CIEN MIL COMO BIN LADEN

-¿Qué ocurrirá si muere Bin Laden?

-Que aparecerán cien mil como él.

-¿Comparte el apoyo de su Gobierno a la coalición internacional?

-Musharraf está cometiendo muchos errores. Pienso que intentó ayudar a Afganistán pero, cuando reconoció públicamente que había pruebas que inculpaban a Bin Laden, le dio luz verde a Estados Unidos para que comenzara el ataque. Se nota que él no es un político, lo está pagando y lo pagará más caro aún. La primera consecuencia es la inestabilidad interna que empieza a sentirse.

-¿Es real el peligro de una revuelta popular en Pakistán?

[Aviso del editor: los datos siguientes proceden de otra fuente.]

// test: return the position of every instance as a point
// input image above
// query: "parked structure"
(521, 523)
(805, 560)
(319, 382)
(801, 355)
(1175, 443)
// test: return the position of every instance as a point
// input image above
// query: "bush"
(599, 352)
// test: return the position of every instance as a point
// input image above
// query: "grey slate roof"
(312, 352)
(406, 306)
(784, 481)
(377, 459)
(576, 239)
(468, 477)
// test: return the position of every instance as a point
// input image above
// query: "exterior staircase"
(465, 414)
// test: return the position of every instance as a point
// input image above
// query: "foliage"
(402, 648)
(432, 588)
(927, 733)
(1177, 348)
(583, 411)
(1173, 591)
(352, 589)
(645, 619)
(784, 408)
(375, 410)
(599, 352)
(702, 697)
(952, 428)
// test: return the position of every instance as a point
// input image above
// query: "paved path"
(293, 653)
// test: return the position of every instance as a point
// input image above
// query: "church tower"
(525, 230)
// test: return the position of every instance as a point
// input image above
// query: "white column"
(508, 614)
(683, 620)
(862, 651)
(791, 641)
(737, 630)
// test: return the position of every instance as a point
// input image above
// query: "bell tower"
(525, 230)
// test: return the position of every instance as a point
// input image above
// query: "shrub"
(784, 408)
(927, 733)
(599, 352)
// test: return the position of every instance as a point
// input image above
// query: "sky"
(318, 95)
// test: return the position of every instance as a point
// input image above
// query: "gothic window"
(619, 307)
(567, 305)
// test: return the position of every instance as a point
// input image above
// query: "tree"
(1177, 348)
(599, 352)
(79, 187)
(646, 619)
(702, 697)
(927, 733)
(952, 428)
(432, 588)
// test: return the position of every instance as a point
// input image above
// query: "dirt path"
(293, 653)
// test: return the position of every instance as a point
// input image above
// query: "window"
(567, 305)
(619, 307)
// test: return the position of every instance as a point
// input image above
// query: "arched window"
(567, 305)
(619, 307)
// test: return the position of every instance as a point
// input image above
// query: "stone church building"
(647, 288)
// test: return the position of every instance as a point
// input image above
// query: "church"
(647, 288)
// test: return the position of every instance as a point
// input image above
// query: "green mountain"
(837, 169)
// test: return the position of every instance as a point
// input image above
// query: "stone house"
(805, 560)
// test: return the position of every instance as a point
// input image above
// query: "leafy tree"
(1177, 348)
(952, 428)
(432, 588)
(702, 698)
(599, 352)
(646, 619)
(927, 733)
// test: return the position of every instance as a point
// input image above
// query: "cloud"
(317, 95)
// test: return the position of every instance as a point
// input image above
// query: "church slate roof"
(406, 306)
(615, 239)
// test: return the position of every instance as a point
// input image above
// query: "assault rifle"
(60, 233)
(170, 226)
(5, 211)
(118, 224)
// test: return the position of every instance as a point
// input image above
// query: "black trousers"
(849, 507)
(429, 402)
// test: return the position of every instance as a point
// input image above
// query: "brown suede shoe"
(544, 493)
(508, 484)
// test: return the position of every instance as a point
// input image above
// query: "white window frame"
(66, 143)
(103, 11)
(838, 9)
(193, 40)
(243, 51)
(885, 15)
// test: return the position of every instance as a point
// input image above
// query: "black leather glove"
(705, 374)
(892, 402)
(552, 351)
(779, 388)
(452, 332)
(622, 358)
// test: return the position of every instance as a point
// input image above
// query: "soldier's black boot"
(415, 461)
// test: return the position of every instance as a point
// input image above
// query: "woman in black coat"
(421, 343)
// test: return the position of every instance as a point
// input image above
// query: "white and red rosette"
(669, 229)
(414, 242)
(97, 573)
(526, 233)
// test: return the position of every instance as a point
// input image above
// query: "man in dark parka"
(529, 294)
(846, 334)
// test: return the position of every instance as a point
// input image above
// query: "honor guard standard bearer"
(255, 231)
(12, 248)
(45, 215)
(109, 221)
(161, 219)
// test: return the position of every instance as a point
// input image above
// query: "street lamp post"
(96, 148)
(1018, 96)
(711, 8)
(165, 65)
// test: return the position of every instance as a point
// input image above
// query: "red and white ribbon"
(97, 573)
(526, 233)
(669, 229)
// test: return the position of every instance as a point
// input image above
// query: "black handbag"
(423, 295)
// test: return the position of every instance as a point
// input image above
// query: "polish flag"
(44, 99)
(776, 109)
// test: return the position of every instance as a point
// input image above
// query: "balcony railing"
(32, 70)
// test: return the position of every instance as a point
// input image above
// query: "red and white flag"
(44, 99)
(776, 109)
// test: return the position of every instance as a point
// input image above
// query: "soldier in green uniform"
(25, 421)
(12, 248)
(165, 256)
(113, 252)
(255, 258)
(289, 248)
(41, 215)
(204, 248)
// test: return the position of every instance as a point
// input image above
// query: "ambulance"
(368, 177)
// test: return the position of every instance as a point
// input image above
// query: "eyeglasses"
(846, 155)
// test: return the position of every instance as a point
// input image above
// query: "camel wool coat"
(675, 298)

-No, no creo que el pueblo se vuelva contra su Ejército, que es una institución respetada y querida en el país. Pero la influencia de los grupos religiosos irá aumentando, llegará a las grandes ciudades y presionará al Gobierno para que restituya el sistema democrático.

-¿Cómo interpreta los recientes movimientos en la cúpula militar paquistaní?

-Es un asunto delicado, porque los mandos que han sido relevados llegaron de la mano de Musharraf, son los que contribuyeron a su ascenso al poder. Es posible que los expertos norteamericanos hayan pedido sus cabezas.

-La guerra, ¿debilitará a los talibanes?

-No lo creo; más bien, al contrario. Ya ve que la simpatía por ellos crece en Pakistán. La figura del Sha no es relevante, mucho menos después de que comenzaran los bombardeos. La Alianza Norte, que asegura apoyar su regreso al trono, lo odia profundamente. Los afganos son tan independientes que nunca aceptarían un régimen impuesto desde el exterior.

-Los talibanes, ¿son una creación paquistaní?

-Quien piense eso, conoce muy poco a los afganos y muy poco a los talibanes.

-Imagine el escenario político internacional en los próximos doce meses.

-El Yihad será secundado sin control en todo el Islam, porque esta es una guerra contra el Islam. Los Gobiernos de los países musulmanes están en peligro.

-¿Quién está detrás de los atentados del 11 de septiembre?

-El Mossad, sin duda. Los judíos desean un enfrentamiento entre judíos y cristianos. Piense que es uno de los golpes más sofisticados de la historia. Algo muy serio tuvo que ocurrir en Estados Unidos aquel día; tiene que haber cientos de personas detrás de esto.